3. Emergency and Environmental Event Detection
In addition to explicit voice commands, DESAMO performs continuous, real-time monitoring of ambient audio for emergency detection. Periodic short audio segments are processed with dedicated prompts to the Audio LLM to identify critical events, including falls and distress cries. The model produces structured alerts such as Alert('fall')
or Alert('help')
; these are directly linked to responsive actions, such as activating alarms or sending notifications to caregivers.
The unified architecture for both user command and anomaly detection is informed by semantic and acoustic cues present in the raw audio, allowing the system to robustly distinguish between routine interactions and emergency signals—even in the presence of background noise or ambiguous acoustic environments.
4. Addressing Limitations of ASR-Based Pipelines
Conventional voice assistants employ ASR pipelines that transcribe speech before interpretation. This setup frequently suffers from two major challenges: propagation of transcription errors—aggravated by slurred or unclear speech common in elderly populations—and restriction to speech-based interaction, precluding detection of non-speech audio events.
DESAMO’s direct Audio LLM approach circumvents both limitations by jointly reasoning over the raw acoustic input. Speech and non-speech signals are both embedded and interpreted in a single, end-to-end pass, fundamentally expanding the range of detectable events and substantially mitigating cascading error from upstream ASR components.
5. Privacy and Adaptation for Elderly Users
All acoustic signal processing, embedding, and LLM inference are performed strictly on-device. No audio data are transmitted to external servers or cloud backends, ensuring maximal privacy—a foundational criterion for acceptance in eldercare scenarios where concerns regarding surveillance and data misuse are substantial.
The system is explicitly designed for natural, indirect, and even ambiguous user interactions. By directly interpreting intent from semantic embeddings (rather than depending on precise or repeated phrasings), DESAMO reduces the interaction burden and need for user re-training, thus supporting accessibility and adoption among populations with speech or cognitive impairments.
6. Hardware Deployment, Model Quantization, and Efficiency
The deployment targets resource-constrained edge devices, exemplified by the NVIDIA Jetson Orin Nano. The model utilizes the GGUF compact format; quantization is applied such that the audio encoder operates at 16-bit precision, with the LLM component reduced to 4-bit precision. This hardware-efficient design ensures real-time operation with bounded energy and computational resource consumption.
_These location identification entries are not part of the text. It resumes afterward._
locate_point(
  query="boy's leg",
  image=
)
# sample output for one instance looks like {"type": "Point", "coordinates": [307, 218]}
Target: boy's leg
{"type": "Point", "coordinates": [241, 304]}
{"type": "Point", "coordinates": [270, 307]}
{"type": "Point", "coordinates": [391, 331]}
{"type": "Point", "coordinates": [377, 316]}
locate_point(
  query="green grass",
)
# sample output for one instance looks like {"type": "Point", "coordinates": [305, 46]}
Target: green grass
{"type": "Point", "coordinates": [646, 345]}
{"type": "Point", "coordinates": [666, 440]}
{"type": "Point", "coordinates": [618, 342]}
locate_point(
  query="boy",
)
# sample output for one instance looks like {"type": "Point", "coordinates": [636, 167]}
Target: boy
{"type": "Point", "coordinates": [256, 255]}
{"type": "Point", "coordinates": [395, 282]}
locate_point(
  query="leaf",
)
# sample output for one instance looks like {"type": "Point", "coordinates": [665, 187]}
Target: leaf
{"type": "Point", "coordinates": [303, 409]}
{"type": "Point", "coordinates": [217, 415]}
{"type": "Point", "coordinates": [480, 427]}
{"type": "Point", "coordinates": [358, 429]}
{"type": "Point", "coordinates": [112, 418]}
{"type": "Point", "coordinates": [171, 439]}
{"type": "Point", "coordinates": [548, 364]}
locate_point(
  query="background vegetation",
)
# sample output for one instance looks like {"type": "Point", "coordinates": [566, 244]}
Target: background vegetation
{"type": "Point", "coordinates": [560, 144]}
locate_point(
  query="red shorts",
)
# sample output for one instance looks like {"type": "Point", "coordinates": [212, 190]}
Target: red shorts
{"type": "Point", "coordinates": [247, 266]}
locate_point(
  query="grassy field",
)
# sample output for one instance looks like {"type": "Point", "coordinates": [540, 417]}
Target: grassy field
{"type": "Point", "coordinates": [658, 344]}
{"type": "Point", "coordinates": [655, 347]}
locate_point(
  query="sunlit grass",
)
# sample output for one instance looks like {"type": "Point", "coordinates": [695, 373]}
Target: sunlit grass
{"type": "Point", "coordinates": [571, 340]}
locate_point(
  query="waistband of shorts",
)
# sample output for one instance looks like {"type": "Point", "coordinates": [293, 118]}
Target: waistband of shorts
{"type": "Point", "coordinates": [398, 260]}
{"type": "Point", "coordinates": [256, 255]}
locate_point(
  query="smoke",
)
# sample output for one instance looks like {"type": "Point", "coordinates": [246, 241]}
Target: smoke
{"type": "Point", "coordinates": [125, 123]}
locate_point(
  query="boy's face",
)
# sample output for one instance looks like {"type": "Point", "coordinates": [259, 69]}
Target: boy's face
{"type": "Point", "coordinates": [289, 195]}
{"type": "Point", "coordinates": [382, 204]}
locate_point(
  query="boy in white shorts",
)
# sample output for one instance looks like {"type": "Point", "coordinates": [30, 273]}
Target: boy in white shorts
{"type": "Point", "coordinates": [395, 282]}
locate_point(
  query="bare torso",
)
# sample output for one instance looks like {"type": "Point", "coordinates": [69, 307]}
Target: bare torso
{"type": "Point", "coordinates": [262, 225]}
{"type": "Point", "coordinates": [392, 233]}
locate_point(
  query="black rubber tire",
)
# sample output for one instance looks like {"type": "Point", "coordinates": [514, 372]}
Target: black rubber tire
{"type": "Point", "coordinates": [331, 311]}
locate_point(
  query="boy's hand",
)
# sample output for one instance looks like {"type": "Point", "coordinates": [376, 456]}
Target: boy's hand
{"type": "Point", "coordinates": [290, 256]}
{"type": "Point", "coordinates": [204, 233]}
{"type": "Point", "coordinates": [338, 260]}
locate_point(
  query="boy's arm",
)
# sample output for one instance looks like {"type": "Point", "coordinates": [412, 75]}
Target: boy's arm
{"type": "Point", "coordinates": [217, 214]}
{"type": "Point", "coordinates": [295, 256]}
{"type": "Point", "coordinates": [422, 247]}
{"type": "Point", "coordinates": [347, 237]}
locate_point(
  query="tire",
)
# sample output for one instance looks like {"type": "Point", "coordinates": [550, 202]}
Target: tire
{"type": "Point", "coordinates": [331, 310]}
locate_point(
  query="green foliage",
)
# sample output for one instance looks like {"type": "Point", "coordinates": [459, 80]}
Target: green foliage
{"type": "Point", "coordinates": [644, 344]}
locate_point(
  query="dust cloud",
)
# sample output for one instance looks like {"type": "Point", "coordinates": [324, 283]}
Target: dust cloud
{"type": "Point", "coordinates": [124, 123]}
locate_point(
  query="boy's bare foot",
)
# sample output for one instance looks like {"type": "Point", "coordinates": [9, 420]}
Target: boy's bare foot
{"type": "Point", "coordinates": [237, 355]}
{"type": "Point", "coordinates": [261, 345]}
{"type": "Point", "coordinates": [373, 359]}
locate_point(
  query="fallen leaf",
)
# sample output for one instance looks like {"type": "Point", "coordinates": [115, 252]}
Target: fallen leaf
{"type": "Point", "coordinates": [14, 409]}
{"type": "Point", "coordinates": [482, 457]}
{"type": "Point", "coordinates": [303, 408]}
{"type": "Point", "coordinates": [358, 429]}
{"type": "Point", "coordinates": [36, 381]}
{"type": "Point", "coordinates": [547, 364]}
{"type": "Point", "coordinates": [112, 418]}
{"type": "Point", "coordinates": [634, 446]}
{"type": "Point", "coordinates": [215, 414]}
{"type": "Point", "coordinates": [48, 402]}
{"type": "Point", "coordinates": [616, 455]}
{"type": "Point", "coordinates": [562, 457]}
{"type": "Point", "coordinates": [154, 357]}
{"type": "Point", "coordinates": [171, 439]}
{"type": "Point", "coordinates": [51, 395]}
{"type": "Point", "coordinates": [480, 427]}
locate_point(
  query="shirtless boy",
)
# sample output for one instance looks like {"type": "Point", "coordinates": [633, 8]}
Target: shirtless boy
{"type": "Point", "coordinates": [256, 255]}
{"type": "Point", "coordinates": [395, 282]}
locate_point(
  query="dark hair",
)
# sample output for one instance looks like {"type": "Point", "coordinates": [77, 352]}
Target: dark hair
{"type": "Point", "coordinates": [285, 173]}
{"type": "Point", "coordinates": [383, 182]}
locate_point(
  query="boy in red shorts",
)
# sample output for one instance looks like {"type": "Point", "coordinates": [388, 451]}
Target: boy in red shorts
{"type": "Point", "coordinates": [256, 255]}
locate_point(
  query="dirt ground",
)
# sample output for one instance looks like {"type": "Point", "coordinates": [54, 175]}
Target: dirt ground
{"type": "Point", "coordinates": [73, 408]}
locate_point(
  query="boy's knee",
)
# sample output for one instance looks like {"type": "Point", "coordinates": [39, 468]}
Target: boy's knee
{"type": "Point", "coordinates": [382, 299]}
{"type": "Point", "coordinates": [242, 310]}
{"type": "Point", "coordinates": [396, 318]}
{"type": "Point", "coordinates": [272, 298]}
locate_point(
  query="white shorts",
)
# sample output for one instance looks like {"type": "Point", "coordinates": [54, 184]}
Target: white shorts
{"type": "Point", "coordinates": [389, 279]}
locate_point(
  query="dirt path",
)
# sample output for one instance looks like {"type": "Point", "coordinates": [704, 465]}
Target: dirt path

The strictly on-device pipeline also eliminates network-induced latency and failure modes.
7. Summary and Impact
DESAMO exemplifies the integration of cutting-edge Audio LLM technologies into privacy-preserving, on-device smart home systems for elder-friendly environments. By bypassing the limitations of ASR-based workflows, directly embedding and interpreting both speech and non-speech audio, and unifying user intent and contextual abnormality detection in a low-resource package, DESAMO provides a robust platform for naturalistic and adaptive smart home interaction (Choi et al., 26 Aug 2025).